A few weeks ago, my doctor ordered a few routine blood tests and another MRI. The MRI, thankfully, came back very good - no new lesions! Yay me! However, they also tested me for the antibody that causes the JC Virus, which is a major player in this whole PML Russian Roulette game! And, I tested positive.
So, back to that decision that I have to make. My doctor wants me to consider going off of Tysabri and try a new oral pill (taken twice daily) but, I'm not so keen about the side effects or the stuff that is in the pill. It is made from a chemical that has been used in furniture cleaner! What?
I, on the other hand, am not so ready to jump off the Tysabri Wagon just yet. I actually look forward to my monthly infusions as it is seriously one of the rare times in my busy life that I get to recline in a chair, cover up with a cozy blanket and either close my eyes or do a crossword, read or just chill for 2 hours!
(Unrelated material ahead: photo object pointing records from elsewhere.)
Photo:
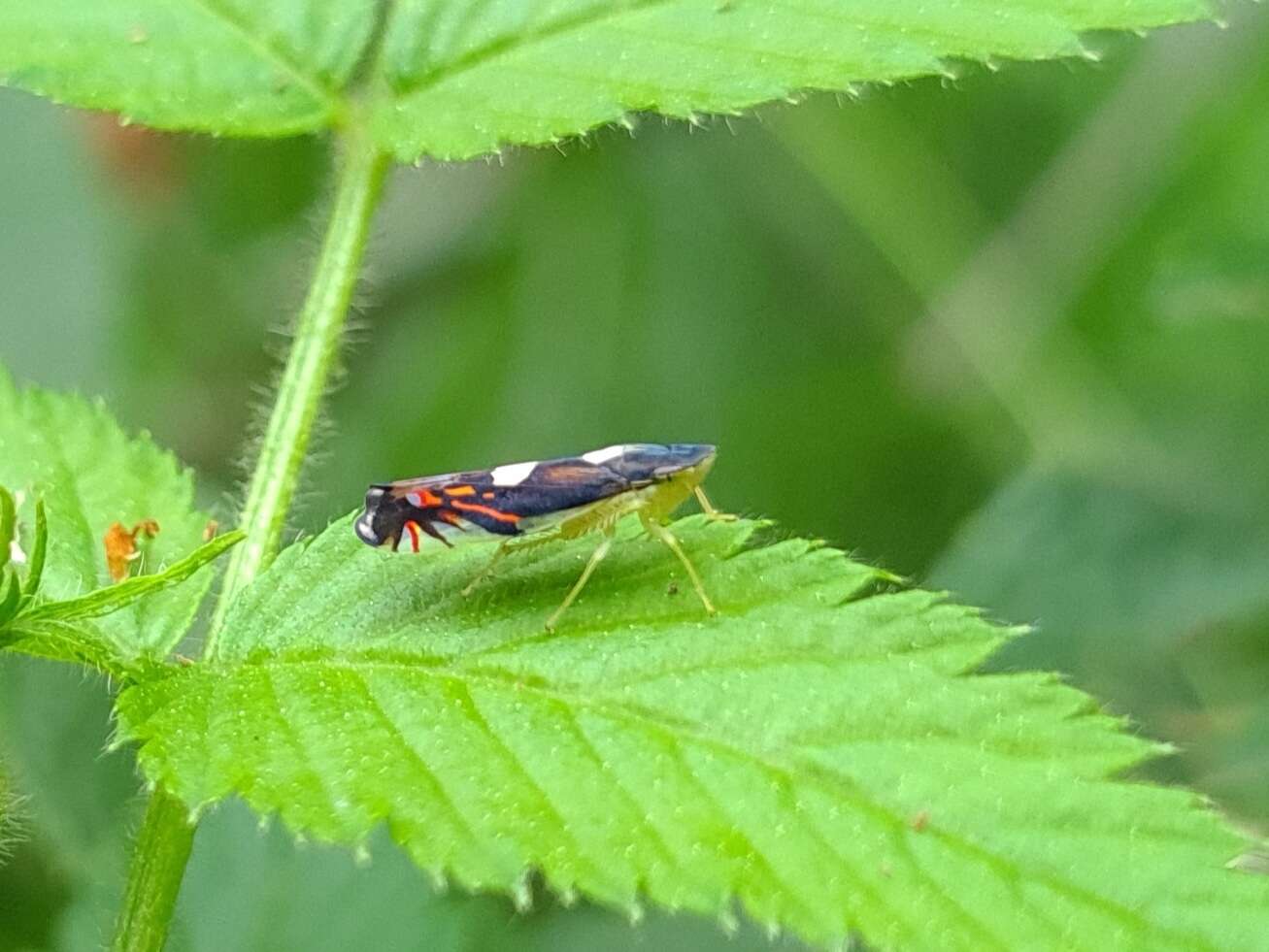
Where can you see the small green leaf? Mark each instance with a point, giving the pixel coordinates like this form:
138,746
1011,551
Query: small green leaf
87,475
78,642
111,599
230,66
38,551
8,526
11,597
818,750
451,79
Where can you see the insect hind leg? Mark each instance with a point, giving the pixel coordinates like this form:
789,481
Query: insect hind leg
595,558
666,537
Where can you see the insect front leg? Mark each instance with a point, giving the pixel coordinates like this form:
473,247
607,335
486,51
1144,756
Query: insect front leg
595,558
666,537
708,509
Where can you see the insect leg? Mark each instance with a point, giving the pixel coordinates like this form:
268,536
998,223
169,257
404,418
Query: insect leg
711,512
595,558
666,537
484,572
507,547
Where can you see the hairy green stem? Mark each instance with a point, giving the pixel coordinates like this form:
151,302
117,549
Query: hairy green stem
166,835
157,866
313,354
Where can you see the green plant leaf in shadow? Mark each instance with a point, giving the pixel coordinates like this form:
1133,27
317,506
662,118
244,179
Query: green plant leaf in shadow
87,475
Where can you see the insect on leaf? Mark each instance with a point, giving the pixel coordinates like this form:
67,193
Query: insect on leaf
819,752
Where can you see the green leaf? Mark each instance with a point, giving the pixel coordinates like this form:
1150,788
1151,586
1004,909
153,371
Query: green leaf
89,475
817,752
453,80
111,599
227,66
8,526
536,73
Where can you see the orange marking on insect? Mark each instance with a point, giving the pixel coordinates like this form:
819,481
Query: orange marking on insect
486,509
413,529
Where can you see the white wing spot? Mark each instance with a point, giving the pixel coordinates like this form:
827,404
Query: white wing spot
596,456
513,473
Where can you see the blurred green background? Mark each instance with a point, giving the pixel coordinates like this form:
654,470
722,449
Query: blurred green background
1005,334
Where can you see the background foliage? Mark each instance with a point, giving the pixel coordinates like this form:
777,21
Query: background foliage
1034,378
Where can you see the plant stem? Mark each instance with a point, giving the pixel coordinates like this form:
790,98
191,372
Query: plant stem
313,354
166,835
157,866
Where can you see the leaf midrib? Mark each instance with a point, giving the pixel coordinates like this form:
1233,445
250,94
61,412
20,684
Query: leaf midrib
326,96
813,773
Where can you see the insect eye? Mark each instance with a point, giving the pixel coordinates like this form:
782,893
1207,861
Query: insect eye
364,528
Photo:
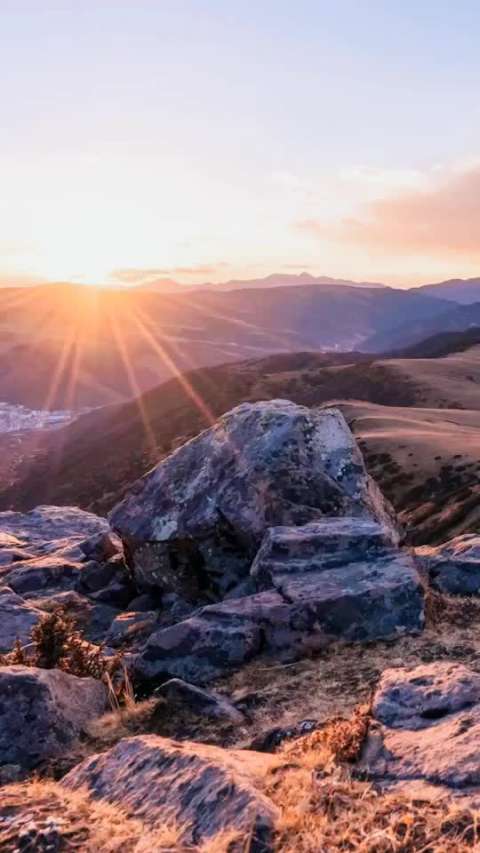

It's about the closest thing to a spa day that I get on a regular basis!
Besides that, here is what I do know:
I know that testing positive for the JC Virus puts me at a much higher risk for developing PML (1 in 500 I am told) but, I also know that there are other MS patients who continue to take this drug even after receiving a positive result. I also know that I feel 100% better since I've been taking Tysabri than I ever have while living with MS. I know that life is unpredictable in and of itself and I am willing to take my chances. I know that the God that I believe in already knows how my life on earth will end, and if PML is part of His plan, then so be it. I know for sure that I would rather live a more quality life right now than to have a life where I wasn't able to enjoy the things I enjoy doing. It's about living in the NOW. Yes, I am worried about the possibility of developing PML but, what scares me more is picturing my life without the strength in my legs to run a 5k or the vision to see things clearly and be able to do the work I love. Tysabri has given me a new lease on life and it would be awfully ironic if the very thing that saved me, ends up killing me. But, then again, God works in mysterious ways and who am I to second guess Him?
*on a side note, I love the book Jesus Calling so much that I have it programmed into my phone under the acronym JC so, every time I typed in those two letter that is what popped up! Kinda funny! I just hope it doesn't mean "Jesus is Calling me home!" Not just yet anyway!